Portugal urged to seize on stronger outlook

18 Feb 19

Portugal should use its economic recovery to “shore up its public finances” and build stronger resilience to future shocks, the OECD has urged.

The country has made “tremendous” progress in restoring its economy since the financial crisis in 2008, as unemployment has dropped and tourism has improved, OECD secretary general Angel Gurría said.

Launching the OECD’s Economic Survey of Portugal in Lisbon today, Gurría urged the government to use this upswing to “shore up its public finances” and deal with challenges such as high debt - which stands at 120% of GDP – and fiscal deficits.

“The more Portugal can do to build up resilience while its economy is turning over nicely, the better it will be able to weather any future shock, ensuring the sustainability and inclusiveness of its economic recovery,” he said.

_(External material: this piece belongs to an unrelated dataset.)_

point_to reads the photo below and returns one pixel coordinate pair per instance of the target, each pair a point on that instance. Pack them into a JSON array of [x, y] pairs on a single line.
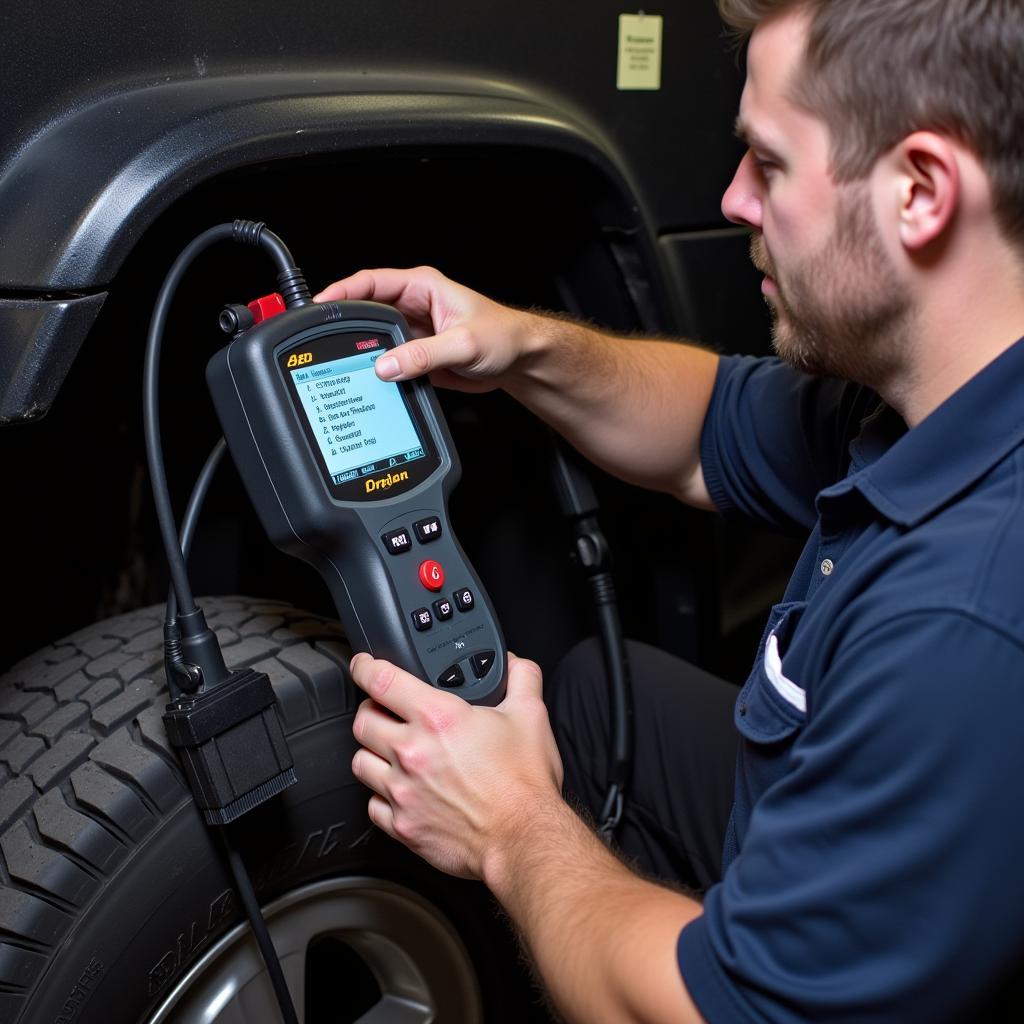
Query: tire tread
[[87, 771]]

Portugal should work to raise productivity and to return the long-term unemployed into work, which will in turn improve living standards and address high-levels of poverty and inequality, the survey suggested.

Although the country’s debt is falling, it remains among the highest in the OECD. Reducing the debt will require strong public finances and policies to reduce fiscal deficits, the OECD added, as well as measures to deal with the rising cost of an ageing population, such as health spending.

The external risks to Portugal’s outlook include a slowdown in economic activity in major trading partners and future rises in eurozone interest rates, the OECD said.

Portuguese GDP growth is forecast at 2.1% in 2019 and 1.9% in 2020 – pre-crisis levels. Unemployment has declined 10 percentage points since 2013, to just below 7%. This is one of the largest reductions in any OECD country over the past decade.